Yargıtay Hukuk Genel Kurulu E: 1999/8-1056 K: 1999/1052 T: 22.12.1999


Dava kadastro mahkemesince davalı adına oluşturulan tapu kaydının, tespit tarihinden önceki zilyetliğe dayanılarak iptal ve tescil istemine ilişkindir; yerel mahkemenin kadastro yasasının 12/3 maddesinde anılan on yıllık hak düşürücü sürenin, kadastro mahkemesi’ndeki davada taraf olmayan davacı yönünden aleyhindeki komisyon kararının kendisine tebliğ tarihinden itibaren otuz gün sonra değil, üçüncü kişi tarafından açılan kadastro mahkemesindeki davanın kesinleştiği tarihten itibaren başlayacağına ilişkin görüşü isabetlidir.

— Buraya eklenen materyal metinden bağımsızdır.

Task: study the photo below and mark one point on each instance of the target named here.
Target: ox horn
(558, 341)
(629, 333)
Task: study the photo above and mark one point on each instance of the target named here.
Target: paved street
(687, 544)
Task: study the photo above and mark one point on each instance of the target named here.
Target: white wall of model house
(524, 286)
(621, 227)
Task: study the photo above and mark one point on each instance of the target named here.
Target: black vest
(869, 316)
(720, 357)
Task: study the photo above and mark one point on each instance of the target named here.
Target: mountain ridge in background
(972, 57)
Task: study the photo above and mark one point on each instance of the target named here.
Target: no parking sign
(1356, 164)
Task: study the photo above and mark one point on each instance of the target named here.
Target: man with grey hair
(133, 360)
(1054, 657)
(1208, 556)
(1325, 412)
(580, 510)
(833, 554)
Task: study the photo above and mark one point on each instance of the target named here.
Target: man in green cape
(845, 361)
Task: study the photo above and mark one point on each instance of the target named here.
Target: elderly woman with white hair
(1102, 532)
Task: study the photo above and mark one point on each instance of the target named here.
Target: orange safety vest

Taraflar arasındaki “Tapu iptali ve Tescil” davasından dolayı yapılan yargılama sonunda; A. Sulh Hukuk Mahkemesi’nce davanın kabulüne dair verilen 14.12.1998 gün ve 72-85 sayılı kararın incelenmesi davalı tarafından istenilmesi üzerine, Yargıtay 8. Hukuk Dairesi’nin 18.02.1999 gün ve 311-1332 sayılı ilamı ile; (…Davacı uyuşmazlık konusu parselin tapu kaydının iptali ile adına tapuya tesciline karar verilmesini istemiştir. Hazine davanın reddine karar verilmesini savunmuş, mahkemece davanın kabulüne karar verilmesi üzerine hüküm hazine tarafından temyiz edilmiştir.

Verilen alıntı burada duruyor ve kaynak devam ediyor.